Claro, hay muchas más diferencias entre Ortega y Coopens. El actual presidente asistió solo tres veces a la universidad cuando se inscribió para ser abogado. La líder estudiantil ya hubiera finalizado su carrera de doctora en medicina si no hubiera sido expulsada de la universidad solo por exigir libertad cívicamente. Amaya, además habla inglés y francés y no ha sido acusada de ningún delito que no fuera protestar por las reformas al sistema de seguridad social. Mientras Ortega era un guerrillero que promovía una insurrección armada.

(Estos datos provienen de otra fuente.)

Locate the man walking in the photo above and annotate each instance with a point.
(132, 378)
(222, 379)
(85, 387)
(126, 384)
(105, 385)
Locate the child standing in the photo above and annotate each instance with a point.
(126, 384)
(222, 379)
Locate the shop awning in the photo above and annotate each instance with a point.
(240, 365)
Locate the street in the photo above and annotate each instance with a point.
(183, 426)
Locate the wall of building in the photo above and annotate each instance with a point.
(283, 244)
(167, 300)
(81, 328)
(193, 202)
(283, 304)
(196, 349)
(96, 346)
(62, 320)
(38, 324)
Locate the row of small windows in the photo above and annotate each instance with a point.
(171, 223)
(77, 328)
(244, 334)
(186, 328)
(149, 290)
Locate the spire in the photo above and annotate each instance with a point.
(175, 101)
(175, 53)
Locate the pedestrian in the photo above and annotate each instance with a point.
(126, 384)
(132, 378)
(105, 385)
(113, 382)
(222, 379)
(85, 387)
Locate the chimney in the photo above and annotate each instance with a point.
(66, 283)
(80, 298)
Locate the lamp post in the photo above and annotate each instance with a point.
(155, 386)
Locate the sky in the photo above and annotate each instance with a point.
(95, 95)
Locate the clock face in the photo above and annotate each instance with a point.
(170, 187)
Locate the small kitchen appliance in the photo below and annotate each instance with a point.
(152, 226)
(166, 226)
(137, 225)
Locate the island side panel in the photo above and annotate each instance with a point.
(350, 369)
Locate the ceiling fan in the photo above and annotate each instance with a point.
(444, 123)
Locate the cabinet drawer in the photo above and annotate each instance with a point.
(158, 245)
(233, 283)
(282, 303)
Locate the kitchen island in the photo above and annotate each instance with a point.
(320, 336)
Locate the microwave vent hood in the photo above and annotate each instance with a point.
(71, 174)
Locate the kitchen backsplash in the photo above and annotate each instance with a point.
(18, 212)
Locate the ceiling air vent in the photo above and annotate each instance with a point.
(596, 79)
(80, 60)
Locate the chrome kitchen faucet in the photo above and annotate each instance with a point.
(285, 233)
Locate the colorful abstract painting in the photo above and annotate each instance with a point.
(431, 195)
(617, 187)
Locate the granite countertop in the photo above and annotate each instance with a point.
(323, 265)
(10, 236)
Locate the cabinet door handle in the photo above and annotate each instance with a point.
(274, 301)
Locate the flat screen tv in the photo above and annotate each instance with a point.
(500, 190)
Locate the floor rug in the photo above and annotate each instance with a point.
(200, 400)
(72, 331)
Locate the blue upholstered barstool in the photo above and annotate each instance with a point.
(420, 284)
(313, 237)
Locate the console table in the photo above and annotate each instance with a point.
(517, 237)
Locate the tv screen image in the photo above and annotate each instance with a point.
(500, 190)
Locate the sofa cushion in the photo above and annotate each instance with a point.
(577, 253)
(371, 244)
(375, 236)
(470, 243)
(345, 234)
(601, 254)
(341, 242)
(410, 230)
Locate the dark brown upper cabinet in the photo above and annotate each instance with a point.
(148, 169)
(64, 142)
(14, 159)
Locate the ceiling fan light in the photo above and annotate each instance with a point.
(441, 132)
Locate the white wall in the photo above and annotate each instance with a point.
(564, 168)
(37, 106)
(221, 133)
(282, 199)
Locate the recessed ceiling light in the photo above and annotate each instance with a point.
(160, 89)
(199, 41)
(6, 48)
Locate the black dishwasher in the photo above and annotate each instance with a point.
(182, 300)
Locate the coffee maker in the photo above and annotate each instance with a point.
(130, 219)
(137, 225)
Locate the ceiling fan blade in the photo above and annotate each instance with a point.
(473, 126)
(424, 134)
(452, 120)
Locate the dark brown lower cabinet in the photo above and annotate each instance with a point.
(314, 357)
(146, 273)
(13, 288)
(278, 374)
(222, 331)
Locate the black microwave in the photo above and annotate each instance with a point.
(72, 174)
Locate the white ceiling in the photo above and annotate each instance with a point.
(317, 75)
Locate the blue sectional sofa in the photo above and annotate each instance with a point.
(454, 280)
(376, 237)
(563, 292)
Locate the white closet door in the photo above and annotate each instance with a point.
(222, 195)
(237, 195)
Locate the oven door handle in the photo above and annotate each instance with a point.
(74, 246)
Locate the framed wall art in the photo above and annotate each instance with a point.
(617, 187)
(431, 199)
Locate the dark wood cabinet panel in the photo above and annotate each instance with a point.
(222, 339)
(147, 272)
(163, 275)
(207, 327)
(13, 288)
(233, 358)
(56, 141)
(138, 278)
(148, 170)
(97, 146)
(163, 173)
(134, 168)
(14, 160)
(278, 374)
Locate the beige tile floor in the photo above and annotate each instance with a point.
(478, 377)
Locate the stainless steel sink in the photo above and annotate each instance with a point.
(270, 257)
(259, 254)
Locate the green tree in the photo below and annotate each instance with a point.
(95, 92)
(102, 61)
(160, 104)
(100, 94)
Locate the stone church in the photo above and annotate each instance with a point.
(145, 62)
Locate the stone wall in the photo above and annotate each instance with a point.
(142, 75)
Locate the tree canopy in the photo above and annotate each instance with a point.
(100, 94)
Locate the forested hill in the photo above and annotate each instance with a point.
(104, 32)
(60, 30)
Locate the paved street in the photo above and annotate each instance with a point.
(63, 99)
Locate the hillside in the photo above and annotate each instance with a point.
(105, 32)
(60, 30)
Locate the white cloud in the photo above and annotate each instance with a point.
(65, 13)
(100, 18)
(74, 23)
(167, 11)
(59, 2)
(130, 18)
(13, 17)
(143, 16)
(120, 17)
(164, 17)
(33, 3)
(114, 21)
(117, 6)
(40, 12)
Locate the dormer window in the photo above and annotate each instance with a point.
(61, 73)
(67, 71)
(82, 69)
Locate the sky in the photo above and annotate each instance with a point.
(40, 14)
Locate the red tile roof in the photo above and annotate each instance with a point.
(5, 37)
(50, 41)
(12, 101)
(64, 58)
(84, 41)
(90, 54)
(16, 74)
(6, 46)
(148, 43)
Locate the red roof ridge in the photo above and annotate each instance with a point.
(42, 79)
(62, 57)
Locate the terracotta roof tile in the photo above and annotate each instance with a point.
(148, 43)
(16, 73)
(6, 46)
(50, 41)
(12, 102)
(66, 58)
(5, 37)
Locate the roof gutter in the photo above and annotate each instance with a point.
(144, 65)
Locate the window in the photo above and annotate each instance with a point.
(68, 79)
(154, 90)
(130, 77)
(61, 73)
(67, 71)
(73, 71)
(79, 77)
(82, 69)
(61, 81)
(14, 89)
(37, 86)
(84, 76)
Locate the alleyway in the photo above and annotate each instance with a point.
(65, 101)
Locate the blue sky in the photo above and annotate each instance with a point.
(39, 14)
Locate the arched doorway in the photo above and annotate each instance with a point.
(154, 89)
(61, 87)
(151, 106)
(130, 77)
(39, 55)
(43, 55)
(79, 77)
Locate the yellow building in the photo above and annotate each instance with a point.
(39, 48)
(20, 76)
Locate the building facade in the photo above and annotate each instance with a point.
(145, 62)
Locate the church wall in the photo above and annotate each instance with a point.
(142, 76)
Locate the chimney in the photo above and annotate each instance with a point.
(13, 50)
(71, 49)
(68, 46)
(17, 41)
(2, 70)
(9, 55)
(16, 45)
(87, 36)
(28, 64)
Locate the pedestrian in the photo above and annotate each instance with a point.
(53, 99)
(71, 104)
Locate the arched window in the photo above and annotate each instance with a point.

La historia de Amaya se repite en las vivencias de Byron Estrada o de Nairobi Olivas; otros dos jóvenes universitarios encarcelados por reclamar sus derechos y acusados de terroristas por el régimen de Ortega.

Ella decidió quedarse; Ortega se exilió Costa Rica

Otra gran diferencia es que Ortega fue liberado como resultado del asalto a la casa de un exministro somocista en diciembre 1974; luego se exilió en Costa Rica y regresó a Nicaragua hasta el 17 de julio de 1979, cuando llegó en avión a la ciudad de León como miembro de la Junta de Gobierno, cuando ya sus compañeros y la presión internacional habían obligado a Somoza a abandonar el país.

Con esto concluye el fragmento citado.